O DESTINADO
Ao entrar no carro, cerca das quatro
horas da manhã, Delfina trazia consigo uma preocupação grave, que eram ao mesmo
tempo duas. Isto pede alguma explicação.
Voltemos à primeira valsa.
A primeira valsa que Delfina executou
no salão do coronel foi um puro ato de complacência. O irmão dela
apresentou-lhe um amigo, o bacharel Soares, seu companheiro de casa no último
ano da academia, uma pérola, um talento, etc. Só não acrescentou que era dono de um rico par de
bigodes, e aliás podia dizê-lo sem mentir nem exagerar nada. Curvo, gracioso,
com os bigodes espetados no ar, o bacharel Soares pediu à moça uma roda de
valsa; e esta, depois de três segundos de hesitação, respondeu que sim. Por que
hesitação? Por que complacência? Voltemos à primeira quadrilha.

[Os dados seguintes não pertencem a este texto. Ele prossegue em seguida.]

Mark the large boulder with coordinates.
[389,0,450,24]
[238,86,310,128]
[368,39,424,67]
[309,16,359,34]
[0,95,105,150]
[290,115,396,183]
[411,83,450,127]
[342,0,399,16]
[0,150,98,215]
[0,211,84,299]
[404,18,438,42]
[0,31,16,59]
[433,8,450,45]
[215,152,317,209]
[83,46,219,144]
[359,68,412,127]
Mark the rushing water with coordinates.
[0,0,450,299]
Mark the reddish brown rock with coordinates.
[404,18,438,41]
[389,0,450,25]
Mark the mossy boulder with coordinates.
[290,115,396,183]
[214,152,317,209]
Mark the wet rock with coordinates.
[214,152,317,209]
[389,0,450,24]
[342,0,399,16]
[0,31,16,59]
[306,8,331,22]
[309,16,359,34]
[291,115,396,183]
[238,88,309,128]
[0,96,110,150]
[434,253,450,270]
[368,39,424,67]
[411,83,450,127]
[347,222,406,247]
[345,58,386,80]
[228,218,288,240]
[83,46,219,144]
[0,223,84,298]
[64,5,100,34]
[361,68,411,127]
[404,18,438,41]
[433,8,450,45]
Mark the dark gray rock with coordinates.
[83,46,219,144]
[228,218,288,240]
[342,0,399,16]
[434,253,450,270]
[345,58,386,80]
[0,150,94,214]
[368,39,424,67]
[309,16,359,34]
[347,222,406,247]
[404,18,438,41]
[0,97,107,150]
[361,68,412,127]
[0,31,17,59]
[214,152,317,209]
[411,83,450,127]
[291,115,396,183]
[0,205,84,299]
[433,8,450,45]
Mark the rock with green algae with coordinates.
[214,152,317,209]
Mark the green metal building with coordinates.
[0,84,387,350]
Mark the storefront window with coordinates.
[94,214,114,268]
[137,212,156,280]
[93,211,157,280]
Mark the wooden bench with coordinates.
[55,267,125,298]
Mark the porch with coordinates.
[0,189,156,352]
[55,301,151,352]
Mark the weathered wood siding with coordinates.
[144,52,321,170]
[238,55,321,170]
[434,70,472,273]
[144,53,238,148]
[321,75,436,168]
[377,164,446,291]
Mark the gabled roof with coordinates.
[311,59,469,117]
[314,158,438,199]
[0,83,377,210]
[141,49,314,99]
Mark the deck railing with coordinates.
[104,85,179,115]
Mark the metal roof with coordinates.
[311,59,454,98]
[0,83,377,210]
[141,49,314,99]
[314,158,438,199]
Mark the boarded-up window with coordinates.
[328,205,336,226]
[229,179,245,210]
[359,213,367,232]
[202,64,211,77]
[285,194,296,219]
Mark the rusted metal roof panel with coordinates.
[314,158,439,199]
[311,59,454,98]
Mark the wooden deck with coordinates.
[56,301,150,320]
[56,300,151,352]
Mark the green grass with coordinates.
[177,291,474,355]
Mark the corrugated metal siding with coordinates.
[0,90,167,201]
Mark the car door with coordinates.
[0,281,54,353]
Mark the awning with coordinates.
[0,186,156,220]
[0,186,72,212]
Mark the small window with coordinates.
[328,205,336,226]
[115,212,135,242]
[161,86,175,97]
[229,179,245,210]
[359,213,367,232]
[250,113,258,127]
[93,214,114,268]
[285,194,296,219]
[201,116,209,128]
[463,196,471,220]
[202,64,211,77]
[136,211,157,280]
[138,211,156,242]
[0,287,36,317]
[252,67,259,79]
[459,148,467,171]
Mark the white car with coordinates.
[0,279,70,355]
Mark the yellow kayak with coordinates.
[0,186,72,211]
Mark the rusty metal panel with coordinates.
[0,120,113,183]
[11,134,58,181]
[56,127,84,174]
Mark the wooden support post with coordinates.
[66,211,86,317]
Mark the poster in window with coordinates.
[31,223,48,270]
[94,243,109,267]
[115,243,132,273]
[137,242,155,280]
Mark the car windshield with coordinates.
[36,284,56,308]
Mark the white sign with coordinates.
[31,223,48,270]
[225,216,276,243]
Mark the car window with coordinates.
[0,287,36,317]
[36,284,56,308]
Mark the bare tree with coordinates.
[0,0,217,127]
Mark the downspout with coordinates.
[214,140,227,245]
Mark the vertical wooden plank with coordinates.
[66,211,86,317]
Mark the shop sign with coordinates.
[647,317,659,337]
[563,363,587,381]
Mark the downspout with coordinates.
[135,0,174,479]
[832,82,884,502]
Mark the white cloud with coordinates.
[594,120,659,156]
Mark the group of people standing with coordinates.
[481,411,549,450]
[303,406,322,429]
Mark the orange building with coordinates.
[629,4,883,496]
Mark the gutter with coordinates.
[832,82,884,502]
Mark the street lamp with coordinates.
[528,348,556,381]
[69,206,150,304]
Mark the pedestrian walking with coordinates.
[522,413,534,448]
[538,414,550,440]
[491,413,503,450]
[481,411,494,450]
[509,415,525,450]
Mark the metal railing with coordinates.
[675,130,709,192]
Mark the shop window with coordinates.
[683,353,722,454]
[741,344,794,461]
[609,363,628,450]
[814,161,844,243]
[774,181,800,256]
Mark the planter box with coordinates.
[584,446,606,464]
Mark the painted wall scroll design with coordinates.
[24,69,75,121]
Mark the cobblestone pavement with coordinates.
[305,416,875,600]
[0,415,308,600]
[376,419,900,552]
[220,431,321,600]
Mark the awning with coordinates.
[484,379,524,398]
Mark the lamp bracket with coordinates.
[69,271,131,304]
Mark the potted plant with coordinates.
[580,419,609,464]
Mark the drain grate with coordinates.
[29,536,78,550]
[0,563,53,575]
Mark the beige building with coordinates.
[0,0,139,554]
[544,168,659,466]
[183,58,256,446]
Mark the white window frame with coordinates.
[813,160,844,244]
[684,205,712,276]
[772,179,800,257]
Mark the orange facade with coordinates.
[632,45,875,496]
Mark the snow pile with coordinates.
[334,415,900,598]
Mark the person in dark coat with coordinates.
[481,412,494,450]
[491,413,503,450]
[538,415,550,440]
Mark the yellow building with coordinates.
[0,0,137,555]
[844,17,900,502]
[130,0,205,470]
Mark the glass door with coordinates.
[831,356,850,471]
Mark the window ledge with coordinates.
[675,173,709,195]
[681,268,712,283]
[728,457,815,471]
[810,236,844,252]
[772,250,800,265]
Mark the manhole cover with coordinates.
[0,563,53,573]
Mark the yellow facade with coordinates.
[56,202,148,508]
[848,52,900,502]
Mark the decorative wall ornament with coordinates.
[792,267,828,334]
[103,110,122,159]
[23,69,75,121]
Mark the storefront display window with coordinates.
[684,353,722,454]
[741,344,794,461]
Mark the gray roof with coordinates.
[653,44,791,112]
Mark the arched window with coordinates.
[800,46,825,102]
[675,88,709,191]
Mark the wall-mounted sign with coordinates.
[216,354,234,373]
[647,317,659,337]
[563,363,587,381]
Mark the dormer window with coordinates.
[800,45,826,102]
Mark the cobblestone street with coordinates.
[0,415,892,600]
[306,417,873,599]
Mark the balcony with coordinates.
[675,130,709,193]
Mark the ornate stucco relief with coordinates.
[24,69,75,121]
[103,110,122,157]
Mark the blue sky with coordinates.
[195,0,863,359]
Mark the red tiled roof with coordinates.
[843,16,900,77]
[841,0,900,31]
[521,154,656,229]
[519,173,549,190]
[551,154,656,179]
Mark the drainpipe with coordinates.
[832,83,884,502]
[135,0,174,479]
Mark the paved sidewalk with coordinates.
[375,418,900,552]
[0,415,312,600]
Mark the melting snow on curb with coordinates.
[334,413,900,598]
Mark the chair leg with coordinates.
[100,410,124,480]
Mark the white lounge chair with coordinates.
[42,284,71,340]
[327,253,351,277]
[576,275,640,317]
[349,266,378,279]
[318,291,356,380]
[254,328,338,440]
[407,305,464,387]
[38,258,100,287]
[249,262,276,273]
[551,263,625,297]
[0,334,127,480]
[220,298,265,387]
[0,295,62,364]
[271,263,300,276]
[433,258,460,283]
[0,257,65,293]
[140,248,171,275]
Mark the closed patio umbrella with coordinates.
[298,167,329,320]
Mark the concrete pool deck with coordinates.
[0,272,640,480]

Na primeira quadrilha o par de
Delfina fora outro bacharel, o bacharel Antunes, tão elegante como o valsista,
embora não tivesse o rico par de bigodes, que ele substituía por um par de
olhos mansos. Delfina gostou dos olhos mansos; e, como se eles não bastassem a
dominar o espírito da moça, o bacharel Antunes juntava a esse mérito o de uma
linguagem doce, canora, todas as seduções da conversação. Em poucas palavras,
acabada a quadrilha, Delfina achou no bacharel Antunes os característicos de um
namorado.
— Agora vou sentar-me um pouco,
disse-lhe ela depois de passear alguns minutos.
O Antunes acudiu com uma frase tão
piegas, que não a ponho aqui para não desconcertar o estilo; mas, realmente,
foi coisa que deu à moça uma idéia avantajada do rapaz. Verdade é que Delfina
não tinha o espírito muito exigente; era um bom coração, excelente índole,
educada a primor, amiga de bailar, mas sem largos horizontes intelectuais: —
quando muito, um pedaço de azul visto da janela de um sótão.
Contentou-se, portanto, com a frase
do bacharel Antunes, e sentou-se pensativa. Quanto ao bacharel, ao longe, defronte,
conversando aqui e ali, não tirava os olhos da bela Delfina. Gostava dos olhos
dela, dos seus modos, elegância, graça...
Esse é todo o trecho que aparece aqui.